Niemand anders als er.

Doch es tut schon alles weh. Es tut mir weh, zu stehen und mich zu bewegen, selbst das Denken schmerzt. Von dem Flugzeugabsturz, dem Echolot, dem erdrückenden Gewicht der Stiller-Wachen. Und das sind nur körperliche Wunden. Blutergüsse. Knochenfrakturen. Schmerzen, die mit der Zeit irgendwann aufhören werden. Was man von dem Rest nicht sagen kann. Mein Bruder ist tot. Ich bin eine Gefangene. Und ich weiß nicht, was wirklich mit meinen Freunden passiert ist, als ich – vor wie vielen Tagen auch immer – diesen Pakt mit dem Teufel geschlossen habe. Was aus Cal, Kilorn, Cameron, meinen Brüdern Bree und Tramy geworden ist. Wir haben sie auf dieser Lichtung zurückgelassen, doch sie waren verletzt, außer Gefecht gesetzt, verwundbar. Maven kann jede Menge Mörder zu ihnen zurückgeschickt haben, um doch noch zu Ende zu bringen, was er begonnen hatte. Ich habe mich im Austausch für sie ausgeliefert, aber ich weiß nicht einmal, ob der Plan wirklich aufgegangen ist.

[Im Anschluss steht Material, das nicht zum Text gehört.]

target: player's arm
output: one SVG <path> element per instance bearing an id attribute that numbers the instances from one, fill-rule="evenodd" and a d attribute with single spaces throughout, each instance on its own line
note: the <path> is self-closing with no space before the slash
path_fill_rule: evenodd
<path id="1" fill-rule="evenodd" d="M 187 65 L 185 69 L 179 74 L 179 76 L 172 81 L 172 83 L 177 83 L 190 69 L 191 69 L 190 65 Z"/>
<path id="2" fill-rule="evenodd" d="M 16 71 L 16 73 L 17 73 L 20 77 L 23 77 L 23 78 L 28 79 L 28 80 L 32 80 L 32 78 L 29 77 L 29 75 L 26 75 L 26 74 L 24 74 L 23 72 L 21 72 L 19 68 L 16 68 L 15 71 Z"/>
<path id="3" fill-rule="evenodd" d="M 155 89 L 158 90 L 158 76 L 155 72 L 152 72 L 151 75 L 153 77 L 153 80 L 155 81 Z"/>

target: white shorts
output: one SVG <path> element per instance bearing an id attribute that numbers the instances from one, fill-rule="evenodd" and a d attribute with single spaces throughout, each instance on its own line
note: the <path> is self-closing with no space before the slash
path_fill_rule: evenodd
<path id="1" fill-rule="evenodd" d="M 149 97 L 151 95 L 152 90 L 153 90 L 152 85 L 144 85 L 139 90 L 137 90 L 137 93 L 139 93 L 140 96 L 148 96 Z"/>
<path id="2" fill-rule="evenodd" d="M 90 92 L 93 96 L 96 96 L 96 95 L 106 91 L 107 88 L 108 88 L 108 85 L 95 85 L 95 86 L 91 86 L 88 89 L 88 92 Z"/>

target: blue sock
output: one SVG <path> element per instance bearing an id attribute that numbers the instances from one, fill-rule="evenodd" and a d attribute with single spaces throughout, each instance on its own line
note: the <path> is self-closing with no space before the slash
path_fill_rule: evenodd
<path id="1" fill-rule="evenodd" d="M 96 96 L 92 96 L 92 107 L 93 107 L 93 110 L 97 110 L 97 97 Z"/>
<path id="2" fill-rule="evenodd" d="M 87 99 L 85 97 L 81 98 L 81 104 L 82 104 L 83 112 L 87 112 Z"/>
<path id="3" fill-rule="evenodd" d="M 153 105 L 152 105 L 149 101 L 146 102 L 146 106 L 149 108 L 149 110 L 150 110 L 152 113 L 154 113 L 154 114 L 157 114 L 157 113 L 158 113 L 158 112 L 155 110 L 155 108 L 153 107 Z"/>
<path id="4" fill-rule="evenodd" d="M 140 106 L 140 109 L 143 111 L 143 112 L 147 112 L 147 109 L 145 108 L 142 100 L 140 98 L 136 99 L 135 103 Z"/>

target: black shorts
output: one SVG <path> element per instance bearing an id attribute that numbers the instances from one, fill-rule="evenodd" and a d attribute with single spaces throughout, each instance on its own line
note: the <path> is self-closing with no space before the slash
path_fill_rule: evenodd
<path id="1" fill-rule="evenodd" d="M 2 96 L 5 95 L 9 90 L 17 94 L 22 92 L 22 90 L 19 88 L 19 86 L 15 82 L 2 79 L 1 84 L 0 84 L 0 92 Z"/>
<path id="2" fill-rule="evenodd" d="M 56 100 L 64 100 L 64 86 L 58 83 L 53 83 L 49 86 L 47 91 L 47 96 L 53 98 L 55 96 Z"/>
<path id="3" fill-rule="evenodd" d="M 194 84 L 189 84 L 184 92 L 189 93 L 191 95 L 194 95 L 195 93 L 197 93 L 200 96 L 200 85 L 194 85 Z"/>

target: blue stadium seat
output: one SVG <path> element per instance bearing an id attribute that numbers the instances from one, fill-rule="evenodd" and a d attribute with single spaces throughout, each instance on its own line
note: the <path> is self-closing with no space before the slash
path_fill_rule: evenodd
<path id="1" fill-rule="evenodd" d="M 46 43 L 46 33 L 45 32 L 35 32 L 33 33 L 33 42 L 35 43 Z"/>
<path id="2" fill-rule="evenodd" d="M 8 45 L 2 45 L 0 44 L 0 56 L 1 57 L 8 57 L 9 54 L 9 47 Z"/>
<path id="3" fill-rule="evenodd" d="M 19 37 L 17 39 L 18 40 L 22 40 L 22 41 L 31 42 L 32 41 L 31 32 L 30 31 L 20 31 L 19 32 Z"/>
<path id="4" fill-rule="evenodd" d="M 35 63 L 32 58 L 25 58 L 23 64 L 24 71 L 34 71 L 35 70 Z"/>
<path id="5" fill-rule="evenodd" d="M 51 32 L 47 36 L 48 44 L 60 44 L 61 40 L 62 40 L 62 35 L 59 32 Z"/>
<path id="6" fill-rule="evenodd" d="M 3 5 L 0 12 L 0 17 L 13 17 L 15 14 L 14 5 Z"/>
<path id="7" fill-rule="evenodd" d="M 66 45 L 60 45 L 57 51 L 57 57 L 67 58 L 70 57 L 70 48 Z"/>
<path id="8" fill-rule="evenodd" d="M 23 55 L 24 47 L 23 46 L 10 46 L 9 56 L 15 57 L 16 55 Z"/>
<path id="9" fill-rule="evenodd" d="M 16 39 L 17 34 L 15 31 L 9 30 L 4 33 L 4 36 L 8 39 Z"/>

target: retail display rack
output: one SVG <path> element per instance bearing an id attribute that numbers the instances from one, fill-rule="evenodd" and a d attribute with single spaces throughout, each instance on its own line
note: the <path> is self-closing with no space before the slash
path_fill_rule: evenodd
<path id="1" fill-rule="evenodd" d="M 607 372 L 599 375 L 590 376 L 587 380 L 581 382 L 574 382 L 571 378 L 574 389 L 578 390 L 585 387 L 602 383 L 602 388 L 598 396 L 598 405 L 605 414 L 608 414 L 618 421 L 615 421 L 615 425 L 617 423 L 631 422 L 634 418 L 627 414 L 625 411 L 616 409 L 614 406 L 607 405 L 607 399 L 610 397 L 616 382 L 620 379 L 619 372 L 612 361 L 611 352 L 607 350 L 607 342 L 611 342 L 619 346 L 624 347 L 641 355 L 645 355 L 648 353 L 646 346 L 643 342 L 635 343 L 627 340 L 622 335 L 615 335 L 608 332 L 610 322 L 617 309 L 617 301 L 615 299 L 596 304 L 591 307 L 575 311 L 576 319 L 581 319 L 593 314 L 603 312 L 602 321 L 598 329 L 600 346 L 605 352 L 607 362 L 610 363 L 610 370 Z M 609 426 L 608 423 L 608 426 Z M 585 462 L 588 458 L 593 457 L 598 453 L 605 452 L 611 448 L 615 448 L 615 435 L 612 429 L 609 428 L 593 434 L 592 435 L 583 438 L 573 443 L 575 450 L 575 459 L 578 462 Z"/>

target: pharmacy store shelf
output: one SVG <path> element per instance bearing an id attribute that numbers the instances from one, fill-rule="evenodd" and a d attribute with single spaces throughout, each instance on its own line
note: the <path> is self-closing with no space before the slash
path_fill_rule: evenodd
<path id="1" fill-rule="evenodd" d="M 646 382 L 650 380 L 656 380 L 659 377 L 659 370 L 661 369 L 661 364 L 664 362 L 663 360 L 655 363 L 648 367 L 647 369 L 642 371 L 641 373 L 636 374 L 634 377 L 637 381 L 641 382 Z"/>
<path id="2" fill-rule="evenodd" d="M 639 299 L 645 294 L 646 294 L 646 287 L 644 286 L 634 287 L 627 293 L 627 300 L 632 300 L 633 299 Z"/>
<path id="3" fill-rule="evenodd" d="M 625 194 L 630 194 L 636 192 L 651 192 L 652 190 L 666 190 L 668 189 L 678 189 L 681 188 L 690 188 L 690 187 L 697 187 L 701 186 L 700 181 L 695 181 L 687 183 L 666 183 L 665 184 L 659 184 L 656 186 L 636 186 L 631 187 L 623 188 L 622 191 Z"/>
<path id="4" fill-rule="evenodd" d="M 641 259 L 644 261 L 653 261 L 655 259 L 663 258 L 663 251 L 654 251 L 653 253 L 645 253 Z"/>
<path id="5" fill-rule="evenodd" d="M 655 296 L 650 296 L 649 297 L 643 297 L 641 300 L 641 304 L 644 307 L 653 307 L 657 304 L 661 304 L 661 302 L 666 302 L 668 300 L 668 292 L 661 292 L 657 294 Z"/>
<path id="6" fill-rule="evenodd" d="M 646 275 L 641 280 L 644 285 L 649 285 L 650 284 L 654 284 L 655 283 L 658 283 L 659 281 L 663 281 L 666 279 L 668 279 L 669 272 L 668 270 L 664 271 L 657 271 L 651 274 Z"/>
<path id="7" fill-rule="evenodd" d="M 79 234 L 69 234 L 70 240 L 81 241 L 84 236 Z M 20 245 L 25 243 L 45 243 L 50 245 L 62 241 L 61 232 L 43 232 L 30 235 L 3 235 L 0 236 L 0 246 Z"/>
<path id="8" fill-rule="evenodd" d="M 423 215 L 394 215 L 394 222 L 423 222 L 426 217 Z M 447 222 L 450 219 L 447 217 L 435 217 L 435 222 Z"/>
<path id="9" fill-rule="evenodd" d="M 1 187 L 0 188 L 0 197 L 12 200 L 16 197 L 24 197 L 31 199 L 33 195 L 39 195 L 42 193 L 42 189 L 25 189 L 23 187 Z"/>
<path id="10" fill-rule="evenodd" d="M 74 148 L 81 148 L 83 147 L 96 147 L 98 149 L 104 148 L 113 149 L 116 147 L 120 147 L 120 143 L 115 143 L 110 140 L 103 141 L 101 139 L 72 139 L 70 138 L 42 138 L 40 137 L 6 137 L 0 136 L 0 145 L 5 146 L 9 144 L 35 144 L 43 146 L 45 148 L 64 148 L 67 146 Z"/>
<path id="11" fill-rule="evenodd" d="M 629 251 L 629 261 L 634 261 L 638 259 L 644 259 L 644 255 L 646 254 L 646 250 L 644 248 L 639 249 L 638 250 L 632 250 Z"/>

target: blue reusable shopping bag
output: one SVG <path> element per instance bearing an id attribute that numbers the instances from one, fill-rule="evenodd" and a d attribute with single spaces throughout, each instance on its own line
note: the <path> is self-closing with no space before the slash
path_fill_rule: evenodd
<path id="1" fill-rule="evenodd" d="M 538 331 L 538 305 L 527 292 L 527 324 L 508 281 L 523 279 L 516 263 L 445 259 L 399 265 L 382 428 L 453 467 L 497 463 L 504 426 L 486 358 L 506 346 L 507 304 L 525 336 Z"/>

Maven würde es mir sagen, wenn ich ihn fragen würde. Ich sehe es ihm an. Zwischen jedem seiner abscheulichen Sätze, jeder Lüge, die er seinen untertänigen Anhängern auftischt, fliegt sein Blick zu mir hin. Um sicherzugehen, dass ich dabei bin, dass ich aufmerksam zuhöre, dass ich ihn anschaue. Er ist wie ein Kind.

Ich werde ihn nicht anbetteln. Nicht hier. Nicht so. Dafür habe ich noch zu viel Stolz.

»Meine Mutter und mein Vater sind im Kampf gegen diese Tiere gestorben. Sie haben ihr Leben hingegeben, um dieses Königreich zu erhalten, damit ihr in Sicherheit leben könnt.«

Auch wenn ich geschlagen bin, werfe ich Maven unwillkürlich einen wütenden Blick zu, begegne seinem Feuer mit einem Zischen meines eigenen. Wir erinnern uns beide an den Tod seines Vaters. Seine Ermordung. Die Flüsterer-Königin Elara hat sich damals einen Weg in Cals Kopf gebahnt und den geliebten Erben des Königs in eine tödliche Waffe verwandelt. Maven und ich waren dabei, als sie Cal gezwungen hat, zum Mörder seines Vaters zu werden; er musste dem König den Kopf abschlagen und verlor damit jede Chance, einmal selbst den Thron zu besteigen. Ich habe seitdem viele schreckliche Dinge gesehen, aber diese Bilder verfolgen mich noch immer.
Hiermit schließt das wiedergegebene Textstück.